Unable to take part in a family rockwall climb a few years back, I sat and watched. In rapt appreciation, I noticed this very agile and limber young man free climb around the entire room, without a mishap. Gingerly grasping a new rock protrusion, he hesitated as he contemplated his next foothold in a simulation of rock climbing chess. Checkmate!

So many images resurrected in my mind of navigating my syndrome-captive body through the house, looking for a safe place for my foot, gauging a questionable security hold on the door ledge, sliding around the wall to the counter. SPS depleted my former limber agility and mental confidence. Syndrome perception distorted a single step-down as a deep ravine. Quaking with spasms and consuming fear, I "rock-climbed" every simple movement maneuver required during the early years of diagnosis, just going to the bathroom. Now?...though much better, there are those unpredictable days/moments.
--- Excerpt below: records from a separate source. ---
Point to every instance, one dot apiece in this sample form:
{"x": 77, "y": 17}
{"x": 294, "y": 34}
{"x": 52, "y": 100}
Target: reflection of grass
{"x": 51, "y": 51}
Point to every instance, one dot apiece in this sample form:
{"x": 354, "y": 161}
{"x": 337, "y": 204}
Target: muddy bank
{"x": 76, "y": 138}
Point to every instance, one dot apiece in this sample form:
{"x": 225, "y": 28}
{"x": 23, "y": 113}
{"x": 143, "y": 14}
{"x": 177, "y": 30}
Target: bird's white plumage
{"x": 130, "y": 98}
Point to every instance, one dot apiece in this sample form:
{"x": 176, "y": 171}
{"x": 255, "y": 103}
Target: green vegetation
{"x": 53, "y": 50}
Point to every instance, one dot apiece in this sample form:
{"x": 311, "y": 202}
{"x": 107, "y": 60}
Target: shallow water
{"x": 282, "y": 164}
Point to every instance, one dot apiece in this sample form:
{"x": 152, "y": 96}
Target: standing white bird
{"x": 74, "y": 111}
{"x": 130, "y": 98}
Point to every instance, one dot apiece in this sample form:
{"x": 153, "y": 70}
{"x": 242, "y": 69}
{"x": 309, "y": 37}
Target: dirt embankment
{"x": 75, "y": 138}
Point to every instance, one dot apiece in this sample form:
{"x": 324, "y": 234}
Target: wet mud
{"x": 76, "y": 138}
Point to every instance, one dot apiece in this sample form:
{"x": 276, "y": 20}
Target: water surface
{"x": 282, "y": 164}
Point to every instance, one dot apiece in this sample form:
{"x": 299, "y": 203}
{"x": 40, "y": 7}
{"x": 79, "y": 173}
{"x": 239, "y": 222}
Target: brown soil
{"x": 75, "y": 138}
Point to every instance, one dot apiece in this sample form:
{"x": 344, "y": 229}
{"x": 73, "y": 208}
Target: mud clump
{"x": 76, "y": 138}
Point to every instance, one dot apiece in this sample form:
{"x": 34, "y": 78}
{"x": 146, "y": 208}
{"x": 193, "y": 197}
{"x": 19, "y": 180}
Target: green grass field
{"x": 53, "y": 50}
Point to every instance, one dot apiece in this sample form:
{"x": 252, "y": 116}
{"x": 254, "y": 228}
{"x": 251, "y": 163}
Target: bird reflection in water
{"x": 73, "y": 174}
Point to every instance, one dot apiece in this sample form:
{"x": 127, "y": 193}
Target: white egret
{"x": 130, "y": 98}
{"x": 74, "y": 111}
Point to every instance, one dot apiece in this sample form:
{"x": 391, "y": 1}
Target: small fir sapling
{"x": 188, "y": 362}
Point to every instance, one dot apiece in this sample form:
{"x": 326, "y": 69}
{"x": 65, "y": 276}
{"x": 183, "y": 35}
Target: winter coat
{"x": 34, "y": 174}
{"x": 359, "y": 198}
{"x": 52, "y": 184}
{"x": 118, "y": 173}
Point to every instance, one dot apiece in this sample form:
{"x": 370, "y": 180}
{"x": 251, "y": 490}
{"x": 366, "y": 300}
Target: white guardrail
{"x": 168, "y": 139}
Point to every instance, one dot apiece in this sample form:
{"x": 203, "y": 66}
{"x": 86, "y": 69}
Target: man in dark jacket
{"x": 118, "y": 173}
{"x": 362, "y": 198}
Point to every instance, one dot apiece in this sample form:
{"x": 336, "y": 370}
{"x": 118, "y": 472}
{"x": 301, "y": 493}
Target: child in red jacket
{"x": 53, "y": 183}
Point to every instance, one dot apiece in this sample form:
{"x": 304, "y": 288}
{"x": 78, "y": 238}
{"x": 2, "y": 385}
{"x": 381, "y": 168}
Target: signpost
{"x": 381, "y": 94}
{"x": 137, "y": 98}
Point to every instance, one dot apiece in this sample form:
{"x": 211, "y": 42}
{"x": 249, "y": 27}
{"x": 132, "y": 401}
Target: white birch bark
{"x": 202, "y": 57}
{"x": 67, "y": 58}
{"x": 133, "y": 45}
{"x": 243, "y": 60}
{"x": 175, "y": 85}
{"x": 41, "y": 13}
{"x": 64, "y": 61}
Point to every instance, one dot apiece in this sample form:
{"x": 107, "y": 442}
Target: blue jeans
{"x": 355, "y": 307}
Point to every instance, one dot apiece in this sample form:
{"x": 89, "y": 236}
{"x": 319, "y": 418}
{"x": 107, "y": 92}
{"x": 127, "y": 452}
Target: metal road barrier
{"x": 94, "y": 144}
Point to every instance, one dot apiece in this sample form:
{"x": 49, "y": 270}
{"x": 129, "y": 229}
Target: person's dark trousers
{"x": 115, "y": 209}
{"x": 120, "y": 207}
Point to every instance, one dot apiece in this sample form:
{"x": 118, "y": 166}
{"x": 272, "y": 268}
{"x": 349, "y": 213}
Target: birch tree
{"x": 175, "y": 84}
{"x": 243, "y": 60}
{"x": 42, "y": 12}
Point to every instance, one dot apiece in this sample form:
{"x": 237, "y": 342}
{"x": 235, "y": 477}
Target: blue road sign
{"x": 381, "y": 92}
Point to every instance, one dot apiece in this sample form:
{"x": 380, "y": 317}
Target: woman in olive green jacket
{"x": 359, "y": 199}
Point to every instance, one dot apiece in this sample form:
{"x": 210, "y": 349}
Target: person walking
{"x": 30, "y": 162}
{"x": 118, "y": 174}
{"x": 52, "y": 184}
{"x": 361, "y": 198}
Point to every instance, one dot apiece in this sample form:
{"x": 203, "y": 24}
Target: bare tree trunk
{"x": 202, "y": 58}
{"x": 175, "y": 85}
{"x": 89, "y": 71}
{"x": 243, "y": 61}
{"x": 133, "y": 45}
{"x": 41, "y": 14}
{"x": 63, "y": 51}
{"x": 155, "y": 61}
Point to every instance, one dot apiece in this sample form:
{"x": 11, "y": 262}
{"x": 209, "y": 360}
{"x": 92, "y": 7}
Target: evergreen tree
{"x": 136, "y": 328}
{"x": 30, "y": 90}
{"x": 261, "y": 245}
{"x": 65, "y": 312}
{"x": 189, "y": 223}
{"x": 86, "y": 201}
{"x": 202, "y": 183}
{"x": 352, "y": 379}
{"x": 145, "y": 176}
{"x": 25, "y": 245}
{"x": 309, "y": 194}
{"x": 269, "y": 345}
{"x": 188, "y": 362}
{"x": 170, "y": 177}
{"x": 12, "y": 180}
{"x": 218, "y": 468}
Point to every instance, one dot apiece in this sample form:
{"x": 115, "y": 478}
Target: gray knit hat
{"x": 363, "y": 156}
The raspy SPS voice whispers in my ear, "Your mission, should you choose to take it, is to shower, dress, and get in your car to go to church. If you are captured or killed, I will disavow any knowledge of your action."

This particular morning, my syndrome-challenged body responds, "You've got to be kidding."
Gauging my footing, I step into the shower. A full-body spasm starts to build. I have a two-second window to nab some emergency meds, strategically laid on the back of the toilet, before I grab the soap dish handle as a white-knuckled handhold while I ride out the spasm on the tub floor. Gushing tub water fills my audio senses at my near fall. (Crumbling rock, hanging by a mere one-handed grasp.)

As the spasms subside, I carefully execute SPS handgrips with gingerly planned footholds to get out of the tub, dried and dressed. Past syndrome episodes come to mind of rock climbing through the house, scope, plan, step, grab, with the sweat of thought and exertion trickling down my back...a door jamb, knob, chair back...

Opening the front door for my going to church mission, I assess my body's current ability, canvass the terrain, tighten the grip on my gait aids, and plot a getting into the car maneuver.
All day...every day, SPS perception overload combined with physical limitations. My mission - living - if I choose to take it
.
"Well this is not mission difficult Mr Hunt, its mission impossible. Difficult should be a walk in the park for you."